Schematic diagram from the Pennsylvanian Jackfork Group in Arkansas illustrating the interpreted position of the Aspen Field within the distributive portion of a submarine fan system (from Bouma, 2000).
Schematic diagram from the Pennsylvanian Jackfork Group in Arkansas illustrating the interpreted position of the Aspen Field within the distributive portion of a submarine fan system (from Bouma, 2000).
The Aspen Field data set provides an opportunity to address three key challenges to our understanding of deep-water reservoir systems in the Miocene of the Gulf of Mexico: (1) what is the lateral continuity of an important reservoir sand, (2) what types of vertical compartmentalization exist in a distributive, sheet sand system, and (3) how does the alteration of volcanic rock fragments (mainly volcanic glass) and the precipitation of clinoptilolite as a cement affect reservoir quality. Through the combination of multiple rock data sets (conventional cores, sidewall cores and well cuttings), high-resolution biostratigraphic analysis, and production data an integrated geologic model has been constructed to characterize the detailed reservoir complexity encountered at Aspen and relate that complexity to well performance.
High-resolution biostratigraphic analysis was applied to all wells in the Aspen Field to help subdivide reservoir packages and delineate sand-body architecture and stratigraphic pinch-outs. This methodology utilizes standard biostratigraphic information (i.e. regional extinction events, paleoecology, and abundance/diversity profiles) coupled with coiling direction reversals (i.e., G. menardii, G. humerosa), size changes (i.e., G. menardii), individual abundance increases (C. mexicana), and local fossil increases in order to define local biomarkers instrumental for field-scale correlation. Four regional biostratigraphic markers were initially defined around the Aspen pay interval providing a general biostratigraphic framework for the field (Fig. 3). The application of high-resolution biostratigraphic analysis not only confirmed regional and semiregional flooding surfaces (marker horizons) in a lower bathyal setting but identified additional local field-scale events between the regional and semi-regional surfaces (Fig. 4). To-date, the long-term production and reservoir simulation have validated this reservoir architecture.
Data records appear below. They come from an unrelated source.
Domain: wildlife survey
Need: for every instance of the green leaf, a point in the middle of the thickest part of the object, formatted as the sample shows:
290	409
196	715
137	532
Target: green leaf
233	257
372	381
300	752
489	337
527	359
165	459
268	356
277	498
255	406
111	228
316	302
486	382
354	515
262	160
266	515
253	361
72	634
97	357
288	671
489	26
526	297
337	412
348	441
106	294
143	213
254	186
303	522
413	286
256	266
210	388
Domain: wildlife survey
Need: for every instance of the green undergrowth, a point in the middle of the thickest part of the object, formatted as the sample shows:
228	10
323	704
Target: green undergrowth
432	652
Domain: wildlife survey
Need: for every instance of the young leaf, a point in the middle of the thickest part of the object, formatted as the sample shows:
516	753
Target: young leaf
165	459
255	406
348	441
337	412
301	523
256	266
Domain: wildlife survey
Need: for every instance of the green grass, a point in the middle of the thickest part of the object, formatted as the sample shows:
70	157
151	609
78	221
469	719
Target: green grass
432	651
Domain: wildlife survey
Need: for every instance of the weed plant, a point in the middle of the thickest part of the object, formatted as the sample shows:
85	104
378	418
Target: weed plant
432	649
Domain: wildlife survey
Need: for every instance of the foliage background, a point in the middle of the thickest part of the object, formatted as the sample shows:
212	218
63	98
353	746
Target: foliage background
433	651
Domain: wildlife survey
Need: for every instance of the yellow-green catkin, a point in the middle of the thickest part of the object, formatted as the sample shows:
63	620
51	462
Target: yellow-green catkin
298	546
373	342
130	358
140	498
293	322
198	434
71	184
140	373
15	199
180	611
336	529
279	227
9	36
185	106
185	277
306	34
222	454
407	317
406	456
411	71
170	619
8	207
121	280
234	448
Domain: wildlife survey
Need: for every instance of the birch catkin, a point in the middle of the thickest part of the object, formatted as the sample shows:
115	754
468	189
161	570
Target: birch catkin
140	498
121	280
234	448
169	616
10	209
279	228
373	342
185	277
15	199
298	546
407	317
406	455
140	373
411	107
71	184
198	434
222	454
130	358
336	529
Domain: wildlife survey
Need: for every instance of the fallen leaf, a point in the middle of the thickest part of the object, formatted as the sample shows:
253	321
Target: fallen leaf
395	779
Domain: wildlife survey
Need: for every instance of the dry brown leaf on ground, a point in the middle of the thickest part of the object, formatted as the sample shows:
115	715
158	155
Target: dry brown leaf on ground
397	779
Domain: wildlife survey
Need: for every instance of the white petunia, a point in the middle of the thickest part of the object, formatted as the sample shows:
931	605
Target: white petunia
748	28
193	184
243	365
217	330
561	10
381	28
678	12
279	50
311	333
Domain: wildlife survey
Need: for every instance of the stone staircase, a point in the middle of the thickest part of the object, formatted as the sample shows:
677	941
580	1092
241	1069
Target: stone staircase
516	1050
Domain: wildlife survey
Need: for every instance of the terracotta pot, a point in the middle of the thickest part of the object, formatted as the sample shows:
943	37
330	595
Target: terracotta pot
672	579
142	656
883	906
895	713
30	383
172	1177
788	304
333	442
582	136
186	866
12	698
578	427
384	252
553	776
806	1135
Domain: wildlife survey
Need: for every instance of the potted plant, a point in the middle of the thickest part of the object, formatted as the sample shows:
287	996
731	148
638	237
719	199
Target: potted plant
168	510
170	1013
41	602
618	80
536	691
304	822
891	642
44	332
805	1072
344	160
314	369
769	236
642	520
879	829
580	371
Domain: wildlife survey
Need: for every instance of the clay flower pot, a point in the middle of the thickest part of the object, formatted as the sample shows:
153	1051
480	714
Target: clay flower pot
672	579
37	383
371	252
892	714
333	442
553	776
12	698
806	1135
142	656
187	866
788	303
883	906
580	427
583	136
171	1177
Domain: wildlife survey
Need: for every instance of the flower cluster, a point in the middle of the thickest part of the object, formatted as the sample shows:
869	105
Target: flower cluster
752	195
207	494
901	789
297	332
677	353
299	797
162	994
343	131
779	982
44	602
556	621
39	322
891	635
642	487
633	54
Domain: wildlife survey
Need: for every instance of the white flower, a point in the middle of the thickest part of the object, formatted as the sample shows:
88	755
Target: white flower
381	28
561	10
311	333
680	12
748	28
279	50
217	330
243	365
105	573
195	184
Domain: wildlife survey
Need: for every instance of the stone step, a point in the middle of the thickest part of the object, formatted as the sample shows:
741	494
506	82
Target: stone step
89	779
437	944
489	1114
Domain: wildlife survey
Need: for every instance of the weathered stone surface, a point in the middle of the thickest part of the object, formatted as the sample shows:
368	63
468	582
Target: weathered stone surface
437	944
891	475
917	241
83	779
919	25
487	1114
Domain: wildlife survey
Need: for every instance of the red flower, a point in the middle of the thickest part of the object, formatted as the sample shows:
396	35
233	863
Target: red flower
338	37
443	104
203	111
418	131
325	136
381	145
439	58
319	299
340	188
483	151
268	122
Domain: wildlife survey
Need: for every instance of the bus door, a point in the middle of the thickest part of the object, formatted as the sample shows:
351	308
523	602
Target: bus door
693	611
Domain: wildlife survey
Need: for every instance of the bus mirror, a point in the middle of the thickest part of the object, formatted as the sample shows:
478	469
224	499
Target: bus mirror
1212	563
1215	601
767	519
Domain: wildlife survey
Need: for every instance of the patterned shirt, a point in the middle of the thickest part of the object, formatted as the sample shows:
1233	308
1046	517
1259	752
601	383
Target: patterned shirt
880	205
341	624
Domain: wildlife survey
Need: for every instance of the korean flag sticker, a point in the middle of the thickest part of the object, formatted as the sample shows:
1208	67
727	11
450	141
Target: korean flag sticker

High-resolution biostratigraphic chart illustrating the detailed subdivision of the Upper Miocene into 8 distinct reservoir seal pairs based on both local and regional biostratigraphic event intervals.
High-resolution biostratigraphic chart illustrating the detailed subdivision of the Upper Miocene into 8 distinct reservoir seal pairs based on both local and regional biostratigraphic event intervals.
Reservoir cross-section of the Aspen Field detailing the application of high-resolution biostratigraphic analysis. This methodology resulted in the delineation of several local biomarkers and allowed for more detailed correlations in the L Sand sequence. In addition, the pinchout of the M2 Sand was identified by convergence of Cris-K and CMC paleo-markers and lack of CK-1 marker. GR on left, resistivity on right.
Reservoir cross-section of the Aspen Field detailing the application of high-resolution biostratigraphic analysis. This methodology resulted in the delineation of several local biomarkers and allowed for more detailed correlations in the L Sand sequence. In addition, the pinchout of the M2 Sand was identified by convergence of Cris-K and CMC paleo-markers and lack of CK-1 marker. GR on left, resistivity on right.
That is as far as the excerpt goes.